The most in accordance with the method for claim 1, it is characterised in that step (3) described vulcanizing agent Selected from elemental sulfur, H₂S、CS₂, ammonium sulfide, sodium sulfide, Methyl disulfide compound, dibenzyl two One or more in sulphur compound.

The most in accordance with the method for claim 1, it is characterised in that step (3) vulcanizing agent consumption For the desired amount of 1.0 times～10.0 times of metallic element complete cure all of in colloidal sol, preferably 1.1 times～ 1.5 again.

The most in accordance with the method for claim 1, it is characterised in that step vulcanized in (3) In journey, temperature is 300 DEG C～330 DEG C.

11. in accordance with the method for claim 1, it is characterised in that step vulcanized in (3) In journey, pressure is 4.0～6.0MPa.

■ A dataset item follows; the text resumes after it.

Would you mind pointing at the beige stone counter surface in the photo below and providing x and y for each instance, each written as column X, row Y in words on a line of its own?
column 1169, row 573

12. in accordance with the method for claim 1, it is characterised in that step (3) hydrogen-containing gas In, hydrogen content is 80～100 volume %, and hydrogen usage is all of metal complete cure in colloidal sol 2.0～5.0 times of theoretical amount.

13. in accordance with the method for claim 1, it is characterised in that step evaporates described in (4) Dividing oil is boiling range scope hydrocarbon ils between 350～500 DEG C, including Atmospheric vacuum wax oil, coal tar, urges Change one or more in cracking chamber base oil.

14. in accordance with the method for claim 1, it is characterised in that in step (4), with body Long-pending meter, sulphided state pressed powder content in distillate is 10%～50%.

The heavy-oil slurry hydrogenation catalyst of 15. 1 kinds of any one method gained of claim 1-14.

The application of 16. 1 kinds of any one method gained catalyst of claim 1-14, described heavy oil slurry State bed hydrogenation catalyst is applied in the heavy oil feedstock hydrogenation process of slurry bed system or suspension bed, described weight Oil raw material one in the mixing raw material that heavy distillate, residual oil, crude oil, oil-coal refine altogether or Several, including:

(1) heavy oil feedstock is heated to 100 DEG C～140 DEG C, is subsequently adding described heavy-oil slurry hydrogenation Catalyst mix homogeneously, in terms of molybdenum bisuphide, catalyst charge is heavy oil raw materials quality 0.5～2.0%；

(2) mixture of step (1) gained is started under hydrogenation conditions reaction, reaction temperature Degree is 390～430 DEG C, and reaction pressure is 8.0～15.0MPa, and the response time is 1～6h, hydrogen oil volume Ratio is 500～1500；

(3) carry out cooling down, separating and fractional distillation by step (2) gained reaction product.